The password file uses json format.

  "passwords": [    {      "username": "p1",      "password": "/49vX2/i/5YhQZTaalYnoA",      "salt": "DZAp3sKZSY/vWuLfTG26mhQbOx5PLNT0tRdNvTNMn8KjDlY3jJg180ZBN56ehfkygOk6v0CgySZaufGkOKj7RqOwudzoWZhtNGSabkbI4s85TG7Ecfz8HQQRfIi1XtWrlqkrnuiyD8zQFg9zNr0xvQlUwzL5UOK7emt/xPr2QfU",      "role": "Player"    },    {      "username": "sp1",      "publicKeys": [        "pk1.key"      ],      "role": "Player"    },    {      "username": "g1",      "password": "9SH7OrqlXyRMrSXy2fQHaw",      "salt": "LOWXSGZ5tNeCwVpzNFuK/4EC+9jHMPmgpZ3Q05kElZyJKSWk0dGQOuZWADH2ZYAs4UvN3DVczMbAO6Dm5+NdnvsZsb/SnZ/xEM0QZ5yvmOh0bGjWEHwqTwFBbRUrzlpzy1nNKdJU8e7G2qWmaLUCDSV5Ut50l9aBfeL29d5btLA",      "role": "GM"    },    {      "username": "Test4",      "password": "ZyZpHxUR18RdhQpFk4n+jA",      "salt": "SucHGWjcbeDcegZo8A6jekB56iICulF3OtbcomJ+MsShuhKrrls2ZE+T25aTj/xAFu5wZlfE129LgBYvw/C3q2zeEyvjEmXprq5rzW8+c8VaXIRPSHbz5ursX5pRL8qcxbsCm4RFozld6R9/P6+IC3TC3DWoq6CRsvzHpIO2Nnc",      "role": "Player"    },    {      "username": "Test3",      "password": "EyFrs4pM6Euy5zQLHrFoOw",      "salt": "Fpvg/PJZGIp7N68OmxMaEGOA1mo4vdg7KoRUDik3Q6P6VovI0YOOdNi3iyo9WgcuukhXjlSoxBqG3Cz/hNQRVVgsXdGwcb86K20imFBbfyzpuNt3a/51u9HTQuYoE8FzzNsTdCI/VPmyQjgvP+AwSYT0i7m/GRXdtugoOWGnDgY",      "role": "Player"    }  ]}

A player entry that uses a public key will look like the following

    {      "username": "sp1",      "publicKeys": [        "pk1.key"      ],      "role": "Player"    }

The value in publicKeys is the name of the file in the keys directory that contains the public keys for the player.

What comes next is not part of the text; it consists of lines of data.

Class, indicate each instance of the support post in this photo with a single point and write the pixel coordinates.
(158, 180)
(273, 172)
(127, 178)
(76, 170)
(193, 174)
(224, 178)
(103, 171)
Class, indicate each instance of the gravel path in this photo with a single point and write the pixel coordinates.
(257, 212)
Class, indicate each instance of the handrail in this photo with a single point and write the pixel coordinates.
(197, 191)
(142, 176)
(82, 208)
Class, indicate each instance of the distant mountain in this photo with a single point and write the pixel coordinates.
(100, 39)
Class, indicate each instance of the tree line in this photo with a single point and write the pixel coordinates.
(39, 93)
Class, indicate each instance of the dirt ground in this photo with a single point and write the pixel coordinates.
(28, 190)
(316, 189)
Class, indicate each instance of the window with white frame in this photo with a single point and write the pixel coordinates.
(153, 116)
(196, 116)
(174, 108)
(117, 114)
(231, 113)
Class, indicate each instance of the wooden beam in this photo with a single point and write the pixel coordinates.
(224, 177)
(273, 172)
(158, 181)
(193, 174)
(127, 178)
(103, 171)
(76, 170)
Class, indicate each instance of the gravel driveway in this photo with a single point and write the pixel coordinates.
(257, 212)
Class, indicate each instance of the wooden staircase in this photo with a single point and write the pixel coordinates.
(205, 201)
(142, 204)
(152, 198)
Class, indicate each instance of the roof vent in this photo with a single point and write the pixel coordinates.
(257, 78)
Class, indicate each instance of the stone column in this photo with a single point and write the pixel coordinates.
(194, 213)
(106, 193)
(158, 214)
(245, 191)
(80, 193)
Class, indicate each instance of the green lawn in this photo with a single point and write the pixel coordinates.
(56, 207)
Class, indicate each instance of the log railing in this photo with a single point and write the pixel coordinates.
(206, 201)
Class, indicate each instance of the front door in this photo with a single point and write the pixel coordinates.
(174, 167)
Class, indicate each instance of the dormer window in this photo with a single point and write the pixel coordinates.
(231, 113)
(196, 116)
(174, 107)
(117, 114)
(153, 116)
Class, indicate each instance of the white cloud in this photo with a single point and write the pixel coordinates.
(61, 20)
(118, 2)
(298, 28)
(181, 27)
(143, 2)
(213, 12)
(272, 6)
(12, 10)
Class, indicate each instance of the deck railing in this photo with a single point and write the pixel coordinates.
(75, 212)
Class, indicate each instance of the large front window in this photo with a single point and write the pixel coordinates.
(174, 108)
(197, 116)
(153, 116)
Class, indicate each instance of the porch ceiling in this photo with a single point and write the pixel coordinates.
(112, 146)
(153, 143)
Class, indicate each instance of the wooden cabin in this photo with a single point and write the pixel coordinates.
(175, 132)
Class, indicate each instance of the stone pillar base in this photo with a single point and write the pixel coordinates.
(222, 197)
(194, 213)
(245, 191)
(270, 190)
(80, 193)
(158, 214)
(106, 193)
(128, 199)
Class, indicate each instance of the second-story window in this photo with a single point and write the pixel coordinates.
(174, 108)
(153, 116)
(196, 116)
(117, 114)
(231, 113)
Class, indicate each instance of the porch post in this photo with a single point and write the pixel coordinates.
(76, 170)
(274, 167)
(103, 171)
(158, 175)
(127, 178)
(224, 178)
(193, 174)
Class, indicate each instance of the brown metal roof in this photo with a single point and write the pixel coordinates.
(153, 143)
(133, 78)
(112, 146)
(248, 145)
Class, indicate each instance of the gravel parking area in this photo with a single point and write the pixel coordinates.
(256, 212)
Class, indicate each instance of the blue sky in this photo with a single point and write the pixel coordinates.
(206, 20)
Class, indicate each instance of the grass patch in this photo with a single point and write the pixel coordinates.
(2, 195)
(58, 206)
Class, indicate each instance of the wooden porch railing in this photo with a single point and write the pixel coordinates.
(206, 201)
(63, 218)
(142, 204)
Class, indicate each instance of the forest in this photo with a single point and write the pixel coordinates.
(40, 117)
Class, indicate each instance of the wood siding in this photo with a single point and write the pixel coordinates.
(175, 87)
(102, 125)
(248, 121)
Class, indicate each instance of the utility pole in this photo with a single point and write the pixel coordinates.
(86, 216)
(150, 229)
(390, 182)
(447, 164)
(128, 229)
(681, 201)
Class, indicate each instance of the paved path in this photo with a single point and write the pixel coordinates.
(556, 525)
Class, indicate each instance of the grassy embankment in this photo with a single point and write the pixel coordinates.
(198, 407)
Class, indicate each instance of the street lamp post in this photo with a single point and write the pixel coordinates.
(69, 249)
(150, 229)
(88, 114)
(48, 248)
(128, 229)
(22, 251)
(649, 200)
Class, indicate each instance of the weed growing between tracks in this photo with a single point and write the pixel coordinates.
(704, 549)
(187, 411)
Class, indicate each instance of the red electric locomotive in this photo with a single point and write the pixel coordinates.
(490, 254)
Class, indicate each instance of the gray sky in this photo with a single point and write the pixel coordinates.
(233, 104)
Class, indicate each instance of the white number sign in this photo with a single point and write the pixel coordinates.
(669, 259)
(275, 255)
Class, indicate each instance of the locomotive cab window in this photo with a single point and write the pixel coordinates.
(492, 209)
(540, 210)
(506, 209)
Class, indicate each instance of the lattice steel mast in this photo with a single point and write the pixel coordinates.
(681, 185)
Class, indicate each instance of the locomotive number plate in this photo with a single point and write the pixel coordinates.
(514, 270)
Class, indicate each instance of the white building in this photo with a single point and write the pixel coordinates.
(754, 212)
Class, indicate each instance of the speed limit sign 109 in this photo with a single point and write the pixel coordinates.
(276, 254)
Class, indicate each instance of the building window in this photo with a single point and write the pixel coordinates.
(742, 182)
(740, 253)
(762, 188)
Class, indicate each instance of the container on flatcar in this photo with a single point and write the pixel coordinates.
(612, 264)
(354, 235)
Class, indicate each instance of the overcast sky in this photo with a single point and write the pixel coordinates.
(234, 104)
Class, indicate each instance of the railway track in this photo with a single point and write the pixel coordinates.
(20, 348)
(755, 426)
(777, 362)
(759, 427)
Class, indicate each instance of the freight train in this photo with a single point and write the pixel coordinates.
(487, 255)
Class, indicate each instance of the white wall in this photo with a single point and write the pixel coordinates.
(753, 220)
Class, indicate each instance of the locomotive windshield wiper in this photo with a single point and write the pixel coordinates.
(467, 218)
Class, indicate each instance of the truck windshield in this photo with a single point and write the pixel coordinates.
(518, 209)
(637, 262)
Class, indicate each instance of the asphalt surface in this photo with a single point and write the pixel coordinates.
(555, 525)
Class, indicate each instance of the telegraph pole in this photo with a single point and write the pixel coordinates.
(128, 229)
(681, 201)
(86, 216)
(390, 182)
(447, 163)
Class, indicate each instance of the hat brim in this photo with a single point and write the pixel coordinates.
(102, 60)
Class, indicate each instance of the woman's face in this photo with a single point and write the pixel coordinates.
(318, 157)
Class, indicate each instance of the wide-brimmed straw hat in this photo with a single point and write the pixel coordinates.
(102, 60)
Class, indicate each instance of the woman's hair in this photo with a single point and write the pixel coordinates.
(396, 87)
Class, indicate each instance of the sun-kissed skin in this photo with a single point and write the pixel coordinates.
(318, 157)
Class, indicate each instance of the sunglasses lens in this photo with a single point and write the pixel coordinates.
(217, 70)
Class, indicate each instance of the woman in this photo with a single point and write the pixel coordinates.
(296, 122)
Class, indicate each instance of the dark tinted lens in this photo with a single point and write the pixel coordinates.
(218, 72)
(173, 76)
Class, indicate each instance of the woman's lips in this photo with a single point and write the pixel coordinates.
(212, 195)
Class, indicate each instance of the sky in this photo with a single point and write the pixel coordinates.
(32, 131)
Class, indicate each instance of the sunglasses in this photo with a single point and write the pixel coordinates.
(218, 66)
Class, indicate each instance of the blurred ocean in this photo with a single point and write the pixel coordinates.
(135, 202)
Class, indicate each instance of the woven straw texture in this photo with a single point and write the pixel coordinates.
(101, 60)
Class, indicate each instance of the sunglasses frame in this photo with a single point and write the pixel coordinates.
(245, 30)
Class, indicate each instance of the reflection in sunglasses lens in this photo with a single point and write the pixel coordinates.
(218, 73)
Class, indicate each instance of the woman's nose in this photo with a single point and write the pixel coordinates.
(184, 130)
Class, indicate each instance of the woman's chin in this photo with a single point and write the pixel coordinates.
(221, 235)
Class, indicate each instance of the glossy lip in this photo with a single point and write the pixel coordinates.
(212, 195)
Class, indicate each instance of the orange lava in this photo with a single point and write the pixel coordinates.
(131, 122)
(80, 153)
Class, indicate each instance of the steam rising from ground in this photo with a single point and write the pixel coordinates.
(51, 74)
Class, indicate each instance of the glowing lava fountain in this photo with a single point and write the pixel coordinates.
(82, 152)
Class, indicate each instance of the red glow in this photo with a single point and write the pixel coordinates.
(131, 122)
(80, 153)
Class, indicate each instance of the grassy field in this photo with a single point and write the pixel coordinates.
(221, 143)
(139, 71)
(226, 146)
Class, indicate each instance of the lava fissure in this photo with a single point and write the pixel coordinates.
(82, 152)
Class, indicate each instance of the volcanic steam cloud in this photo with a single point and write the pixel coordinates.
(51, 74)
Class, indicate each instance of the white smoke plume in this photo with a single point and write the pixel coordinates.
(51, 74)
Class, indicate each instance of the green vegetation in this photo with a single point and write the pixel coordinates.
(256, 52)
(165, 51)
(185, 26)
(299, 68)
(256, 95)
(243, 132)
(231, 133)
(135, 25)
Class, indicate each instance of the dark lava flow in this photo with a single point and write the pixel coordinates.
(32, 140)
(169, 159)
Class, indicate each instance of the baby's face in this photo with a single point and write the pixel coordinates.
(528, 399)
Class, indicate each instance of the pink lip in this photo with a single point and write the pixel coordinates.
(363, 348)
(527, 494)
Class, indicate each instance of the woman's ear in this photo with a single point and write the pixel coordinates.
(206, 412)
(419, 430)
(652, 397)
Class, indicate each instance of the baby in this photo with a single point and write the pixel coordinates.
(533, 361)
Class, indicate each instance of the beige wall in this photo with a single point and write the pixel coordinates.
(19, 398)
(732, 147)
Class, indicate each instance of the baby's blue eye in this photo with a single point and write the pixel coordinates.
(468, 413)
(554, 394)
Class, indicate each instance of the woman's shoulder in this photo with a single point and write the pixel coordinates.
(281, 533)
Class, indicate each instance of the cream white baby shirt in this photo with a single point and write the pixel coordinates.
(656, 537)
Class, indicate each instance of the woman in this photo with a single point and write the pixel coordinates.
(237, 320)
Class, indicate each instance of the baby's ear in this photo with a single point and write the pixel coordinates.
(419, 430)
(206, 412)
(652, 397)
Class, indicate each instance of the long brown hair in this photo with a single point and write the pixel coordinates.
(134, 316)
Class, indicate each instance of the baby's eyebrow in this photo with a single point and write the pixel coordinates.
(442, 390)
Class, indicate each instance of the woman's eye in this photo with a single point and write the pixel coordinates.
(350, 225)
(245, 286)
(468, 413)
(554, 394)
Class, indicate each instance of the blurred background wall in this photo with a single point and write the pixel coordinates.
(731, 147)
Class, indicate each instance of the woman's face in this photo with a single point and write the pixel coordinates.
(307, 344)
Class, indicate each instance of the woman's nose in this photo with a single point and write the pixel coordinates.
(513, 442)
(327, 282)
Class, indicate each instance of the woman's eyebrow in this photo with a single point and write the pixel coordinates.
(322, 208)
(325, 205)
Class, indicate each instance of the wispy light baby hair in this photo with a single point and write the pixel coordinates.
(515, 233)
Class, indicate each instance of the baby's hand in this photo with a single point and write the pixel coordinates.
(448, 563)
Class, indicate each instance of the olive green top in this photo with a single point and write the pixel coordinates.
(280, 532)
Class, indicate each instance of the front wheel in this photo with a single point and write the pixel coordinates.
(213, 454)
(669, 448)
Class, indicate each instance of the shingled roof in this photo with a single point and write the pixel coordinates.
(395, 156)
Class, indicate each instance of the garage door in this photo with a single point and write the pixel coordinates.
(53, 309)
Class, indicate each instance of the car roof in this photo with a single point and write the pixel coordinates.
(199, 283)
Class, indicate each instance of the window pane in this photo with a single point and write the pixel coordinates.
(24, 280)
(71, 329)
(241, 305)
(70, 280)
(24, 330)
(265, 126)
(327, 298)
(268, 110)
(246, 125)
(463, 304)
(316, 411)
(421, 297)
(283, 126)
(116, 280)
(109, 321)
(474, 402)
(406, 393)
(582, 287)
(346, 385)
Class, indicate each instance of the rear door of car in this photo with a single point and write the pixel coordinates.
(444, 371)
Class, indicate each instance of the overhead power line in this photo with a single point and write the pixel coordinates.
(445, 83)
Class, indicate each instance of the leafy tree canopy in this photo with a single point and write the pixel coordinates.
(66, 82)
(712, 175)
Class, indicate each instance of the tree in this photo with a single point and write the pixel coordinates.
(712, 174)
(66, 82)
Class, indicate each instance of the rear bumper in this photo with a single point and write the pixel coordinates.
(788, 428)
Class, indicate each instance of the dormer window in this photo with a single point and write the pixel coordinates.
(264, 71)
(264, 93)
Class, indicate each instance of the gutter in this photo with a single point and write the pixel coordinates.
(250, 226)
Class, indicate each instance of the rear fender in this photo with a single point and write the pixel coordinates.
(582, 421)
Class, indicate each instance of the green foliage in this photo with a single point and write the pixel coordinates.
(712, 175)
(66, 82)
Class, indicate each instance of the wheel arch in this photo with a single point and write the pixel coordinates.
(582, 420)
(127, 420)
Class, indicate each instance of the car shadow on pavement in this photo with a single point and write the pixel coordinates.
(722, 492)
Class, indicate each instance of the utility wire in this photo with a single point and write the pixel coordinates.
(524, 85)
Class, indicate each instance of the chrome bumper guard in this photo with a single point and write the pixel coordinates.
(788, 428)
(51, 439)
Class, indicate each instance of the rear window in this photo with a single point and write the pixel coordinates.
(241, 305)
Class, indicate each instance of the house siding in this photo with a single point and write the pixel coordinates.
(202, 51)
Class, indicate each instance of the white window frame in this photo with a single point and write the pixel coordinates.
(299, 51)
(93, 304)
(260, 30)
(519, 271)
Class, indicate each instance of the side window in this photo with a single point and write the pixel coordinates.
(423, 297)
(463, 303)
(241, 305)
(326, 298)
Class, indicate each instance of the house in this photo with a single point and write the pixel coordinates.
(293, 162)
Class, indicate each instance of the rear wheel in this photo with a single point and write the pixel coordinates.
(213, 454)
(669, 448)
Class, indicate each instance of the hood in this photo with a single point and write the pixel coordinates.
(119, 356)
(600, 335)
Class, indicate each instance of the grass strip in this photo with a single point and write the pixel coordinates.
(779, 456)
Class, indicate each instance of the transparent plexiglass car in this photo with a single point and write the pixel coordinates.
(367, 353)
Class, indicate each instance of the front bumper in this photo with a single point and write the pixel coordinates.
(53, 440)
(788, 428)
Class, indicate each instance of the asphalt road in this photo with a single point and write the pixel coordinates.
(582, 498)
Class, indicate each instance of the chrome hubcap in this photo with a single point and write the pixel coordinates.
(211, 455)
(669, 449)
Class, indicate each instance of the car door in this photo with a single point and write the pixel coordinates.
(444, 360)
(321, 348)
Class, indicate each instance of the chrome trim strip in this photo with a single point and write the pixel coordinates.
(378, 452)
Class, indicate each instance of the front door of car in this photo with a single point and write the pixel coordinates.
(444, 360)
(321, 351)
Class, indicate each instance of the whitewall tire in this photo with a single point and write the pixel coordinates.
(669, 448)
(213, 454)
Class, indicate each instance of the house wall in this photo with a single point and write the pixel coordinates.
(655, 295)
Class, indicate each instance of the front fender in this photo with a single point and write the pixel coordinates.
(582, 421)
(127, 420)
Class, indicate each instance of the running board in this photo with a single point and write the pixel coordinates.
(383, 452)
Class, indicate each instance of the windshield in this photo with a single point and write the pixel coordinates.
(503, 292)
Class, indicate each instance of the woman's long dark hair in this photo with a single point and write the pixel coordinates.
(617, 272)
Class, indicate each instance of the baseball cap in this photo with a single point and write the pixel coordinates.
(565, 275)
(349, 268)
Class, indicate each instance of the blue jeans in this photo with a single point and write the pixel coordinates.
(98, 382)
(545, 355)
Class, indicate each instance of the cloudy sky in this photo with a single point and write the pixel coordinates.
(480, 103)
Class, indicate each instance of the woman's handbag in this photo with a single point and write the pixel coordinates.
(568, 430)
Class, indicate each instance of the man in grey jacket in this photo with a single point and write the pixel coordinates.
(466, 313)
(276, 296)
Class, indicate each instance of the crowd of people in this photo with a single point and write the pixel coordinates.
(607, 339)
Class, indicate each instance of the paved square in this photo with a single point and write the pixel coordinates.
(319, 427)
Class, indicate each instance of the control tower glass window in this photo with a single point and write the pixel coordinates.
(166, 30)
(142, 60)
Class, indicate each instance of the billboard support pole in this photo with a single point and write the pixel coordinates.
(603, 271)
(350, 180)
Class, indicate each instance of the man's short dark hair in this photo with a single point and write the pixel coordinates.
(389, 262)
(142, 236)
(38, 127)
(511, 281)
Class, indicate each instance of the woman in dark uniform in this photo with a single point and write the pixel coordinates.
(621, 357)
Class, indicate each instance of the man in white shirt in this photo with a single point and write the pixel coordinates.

A player entery that uses a password will look like the following

    {      "username": "Test3",      "password": "EyFrs4pM6Euy5zQLHrFoOw",      "salt": "Fpvg/PJZGIp7N68OmxMaEGOA1mo4vdg7KoRUDik3Q6P6VovI0YOOdNi3iyo9WgcuukhXjlSoxBqG3Cz/hNQRVVgsXdGwcb86K20imFBbfyzpuNt3a/51u9HTQuYoE8FzzNsTdCI/VPmyQjgvP+AwSYT0i7m/GRXdtugoOWGnDgY",      "role": "Player"    }

The password field contains the hashed password for the player, the salt field is a randomised value that is used in the function used hash the password.

If you want to add players you will not be able to -- or be expected to -- generate the hashed password and salt instead you can instead specify the plaintext password and no salt like the following.

    {      "username": "Test3",      "password": "You-Are-Using-A-Random-Password-Arent-You?",      "role": "Player"    }

Then the next time the server is started this file will be read and the password will be hashed and the file overwritten to only contain hashed passwords and the salt for the password. This will also generate a passwords.json.backup before overwriting, ensure that you delete this file after testing as it contains then non hashed version of the passwords. But you did remember to use randome passwords and not passwords that you use elsehwere correct?